July 24, 2013
Why Do We Listen To Sad Music?
You just went through a really bad day, so you turn to music to feel better. It would make logical sense for you to turn on a happy song to influence your emotions to feel better or forget about the situation that is distressing you. Ironically, however, it is a really high probability that you will start off with a sad song that relates to your situation. Don’t worry, the majority of the human race will make the same choice, and thanks to a group of paid Japanese researchers, we now know why.
A group of four Japanese researchers, Ai Kawakami, Kiyoshi Furukawa, Kentaro Katahira, and Kazuo Okanoya were asked to discover why we human beings like to listen to sad songs when we are sad, instead of trying to use music to distract ourselves from our current situation. They put together a study involving forty-four people to understand how our brain reacts when it comes to sad songs. The participants were asked to listen to one of three songs. The songs were lesser known classical pieces; they did this purposefully to avoid possible personal connections from the participants to the songs. The patients listened to the song in both a major and then a minor key. The researchers asked the participants to do two things while they listened to the piece:
1) to identify what emotions specifically they felt during the song; and
2) to predict what other people would feel as they listened to the same song.
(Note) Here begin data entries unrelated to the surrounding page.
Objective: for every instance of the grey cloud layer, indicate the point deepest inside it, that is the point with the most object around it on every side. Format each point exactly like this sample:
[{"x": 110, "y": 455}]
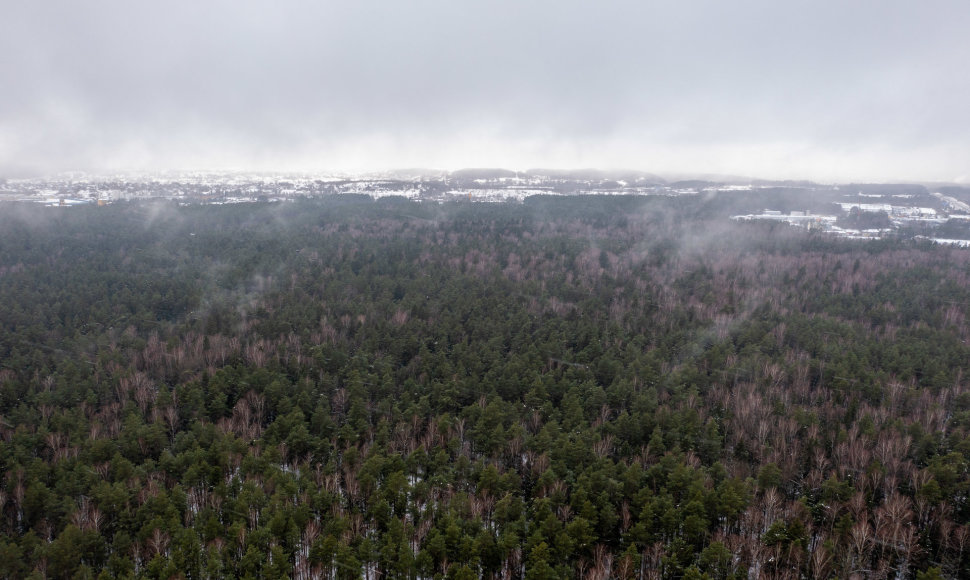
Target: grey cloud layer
[{"x": 812, "y": 89}]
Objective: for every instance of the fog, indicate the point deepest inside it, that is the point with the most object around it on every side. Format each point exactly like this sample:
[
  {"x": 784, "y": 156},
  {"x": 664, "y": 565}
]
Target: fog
[{"x": 819, "y": 90}]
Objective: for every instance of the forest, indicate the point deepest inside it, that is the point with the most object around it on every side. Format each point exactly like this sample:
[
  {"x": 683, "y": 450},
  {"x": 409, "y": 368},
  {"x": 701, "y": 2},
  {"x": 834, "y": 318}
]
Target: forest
[{"x": 588, "y": 387}]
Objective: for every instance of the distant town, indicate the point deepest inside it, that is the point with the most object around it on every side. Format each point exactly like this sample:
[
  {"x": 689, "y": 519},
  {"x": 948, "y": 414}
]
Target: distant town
[{"x": 940, "y": 213}]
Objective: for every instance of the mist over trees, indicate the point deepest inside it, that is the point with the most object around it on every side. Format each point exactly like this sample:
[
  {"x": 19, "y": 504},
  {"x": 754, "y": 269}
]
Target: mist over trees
[{"x": 586, "y": 387}]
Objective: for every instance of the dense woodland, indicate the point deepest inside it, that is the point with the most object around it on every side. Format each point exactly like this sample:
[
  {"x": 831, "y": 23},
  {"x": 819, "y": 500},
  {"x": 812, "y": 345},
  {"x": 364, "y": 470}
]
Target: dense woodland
[{"x": 586, "y": 387}]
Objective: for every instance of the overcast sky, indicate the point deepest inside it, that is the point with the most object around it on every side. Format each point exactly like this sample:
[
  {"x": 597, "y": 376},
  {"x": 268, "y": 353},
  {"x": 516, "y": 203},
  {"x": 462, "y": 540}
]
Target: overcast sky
[{"x": 819, "y": 89}]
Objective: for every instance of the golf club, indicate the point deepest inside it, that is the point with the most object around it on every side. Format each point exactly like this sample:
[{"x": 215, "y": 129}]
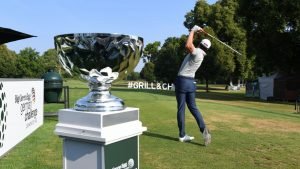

Most participants would predict that others would feel tragic emotions and deep sadness when listening to the sad songs (the ones played in the minor key); yet when they listened to the song themselves they did not experience this. The researchers reported that “The listeners felt less gloomy, meditative, and miserable as well as more fascinated, dear, in love, merry, animated, and inclined to dance when they listened to sad music compared with their actual perceptions of the same music.”
David Huron wrote a book called Sweet Anticipation: Music and The Psychology of Expectation that could possibly explain this phenomenon. In his book, he says that we are creatures that anticipate certain things; we have an expectation for every single event. This is no different for us when it comes to music. We expect to have a specific reaction to a song we are listening to. Human beings tend to automatically assume we will feel sad when listening to a sad song, and when it doesn’t make us sadder than we were originally, it makes us feel as though we feel better. It is like when you expect something to go horribly wrong; when it doesn’t, even if the experience wasn’t completely pleasant, since it was less horrible than what we expected it to be, we feel content and relieved.
One of my theories on this action of ours is that when we listen to sad songs, we seem to connect with the artist since they seem to know how it feels to be heartbroken, so we understand. I don’t know if this is true for everyone, but at least for me, personally, when I’m pissed or sad I don’t want to be around super joyous people. I also think we like to feel heartbroken and feel the heartbreak of others. When listening to sad music, we can relate to the emotions felt by the artist, but they don’t affect us personally, so we can just sit back and enjoy the flow of emotions the music creates.